As the translated sequence from individual 2 could not be verified through transcriptomic data cross-matching, we were able to verify via proteomics that the translational change was valid at the penultimate residue and an Ala (Supplementary Fig. S3). From these data, we could surmise an allelic variation between the individuals and not a sequencing error or artefact of assembly. Analysis of the pooled data assembly showed that the translated sequence found in individuals 1 and 3 (with no proteomic verification) was preferentially assembled, and the proteomically verified sequence found in individual 2 (and its associated isoform) had been lost. The loss of a sequence of interest that had been verified as a bioactive peptide (Sunanda et al. 2018) represented a clear disadvantage of the pooled assembly. For this reason, the pooled data assembly was abandoned in favour of individual assemblies.

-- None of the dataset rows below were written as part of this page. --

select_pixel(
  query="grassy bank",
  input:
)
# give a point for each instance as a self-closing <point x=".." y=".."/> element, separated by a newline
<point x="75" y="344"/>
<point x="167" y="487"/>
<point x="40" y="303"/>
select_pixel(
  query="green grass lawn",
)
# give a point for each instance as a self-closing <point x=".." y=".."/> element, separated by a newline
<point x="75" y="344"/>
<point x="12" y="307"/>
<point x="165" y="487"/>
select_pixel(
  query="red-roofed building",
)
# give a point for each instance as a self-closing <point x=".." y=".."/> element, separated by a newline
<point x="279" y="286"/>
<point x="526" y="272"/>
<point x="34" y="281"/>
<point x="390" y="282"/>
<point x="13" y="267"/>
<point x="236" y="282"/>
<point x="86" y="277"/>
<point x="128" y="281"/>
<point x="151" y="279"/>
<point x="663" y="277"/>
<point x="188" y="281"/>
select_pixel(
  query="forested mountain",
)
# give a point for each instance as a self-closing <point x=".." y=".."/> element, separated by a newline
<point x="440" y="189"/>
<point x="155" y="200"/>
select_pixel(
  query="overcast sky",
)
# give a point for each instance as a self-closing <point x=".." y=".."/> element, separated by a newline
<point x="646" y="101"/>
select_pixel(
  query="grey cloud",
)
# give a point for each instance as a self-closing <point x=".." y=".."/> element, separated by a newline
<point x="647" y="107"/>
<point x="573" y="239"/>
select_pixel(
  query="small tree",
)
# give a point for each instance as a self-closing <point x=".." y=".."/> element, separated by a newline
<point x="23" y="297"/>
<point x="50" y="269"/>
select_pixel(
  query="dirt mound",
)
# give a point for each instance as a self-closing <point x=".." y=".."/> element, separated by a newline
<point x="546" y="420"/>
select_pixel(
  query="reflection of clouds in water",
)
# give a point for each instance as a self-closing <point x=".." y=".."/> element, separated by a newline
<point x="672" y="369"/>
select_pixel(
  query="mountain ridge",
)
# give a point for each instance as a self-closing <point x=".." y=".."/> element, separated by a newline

Salmon quantification files (quant.sf) for each transcriptome (individuals 1, 2 and 3) can be found online in the supplementary data set (files 1, 2 and 3, respectively, https://doi.org/10.5281/zenodo.2561554). Each quant.sf file contains the transcript identifier, transcript length, transcripts per million (TPM) and the number of reads mapping back to individual transcripts of the assemblies.

Transcriptome Annotation

The complete Trinotate annotation report for each transcriptome may be found in the online supplementary data set (files 4, 5 and 6, https://doi.org/10.5281/zenodo.2561554). Table 2 summarizes the percentage of transcripts (predicted proteins) annotated for each Oulactis sp. individual, derived from the annotation reports. The percentage of unannotated transcripts refers to those with no known similarity to any genes in the databases searched, i.e. NCBI or biological functions (e.g. GO ontology). On average, half of each individual’s transcripts were unannotated, i.e. transcripts did not bear any resemblance to known genes in the databases, indicating how much there is yet to discover of this species’ genes. Approximately 1% of each individual’s transcripts showed similarity to known venom-related components in Tox-Prot.

Table 2 Annotation summary for transcripts of Oulactis sp. individuals from reports (E-value 1 × 10−10) generated using the Trinotate suite

Venom-Related Component Library

The library (Supplementary data file 7) contains 398 sequences with similarity to known venom components, identified from the transcriptomes of three individuals. All sequences within the library are novel, i.e. they do not share 100% identity to any other known venom components. Only 15 identical translated sequences (3.8% of the library) occurred across all three individuals, and a further 16 were common to two individuals. The remaining translated sequences were unique to each transcriptome (115, 115 and 141 sequences, respectively), illustrating a high level of variability among individuals of the species.

The graphical summary of the venom-related component library (Fig. 3) shows the proportion of sequences contained in the library and their predicted biological function, based on sequence similarity. Owing to the diverse range of functions and processes documented for ShK-like and CAP (cysteine-rich secretory protein family) domains, sequences retain their respective domain names and are not assigned to a specific function or process group (e.g. ion channel modulation).

Fig. 3
figure 3

The total number of translated sequences found for each putative biological function in the venom-related component library, compiled from the three Oulactis sp. transcriptomes

The Oulactis sp. library contains protease and peptidases (including metallopeptidases), peptidase inhibitors, ion channel modulators (neurotoxins and defensins), antimicrobial peptides, phospholipases, and pore-forming toxins. These findings are consistent with other cnidarian studies (Li et al. 2014; Ponce et al. 2016; Madio et al. 2017; Ramírez-Carreto et al. 2019). Transcripts with an ShK-like domain dominate the library, closely followed by carbohydrate-binding domains including EGF-like and C-type lectins. Transcripts annotated as ‘predicted toxin’ and ‘toxin’ have similarity to sequences found in Tox-Prot, although these ‘predicted’ toxins in Tox-Prot lack functional characterization (Jungo and Bairoch 2005).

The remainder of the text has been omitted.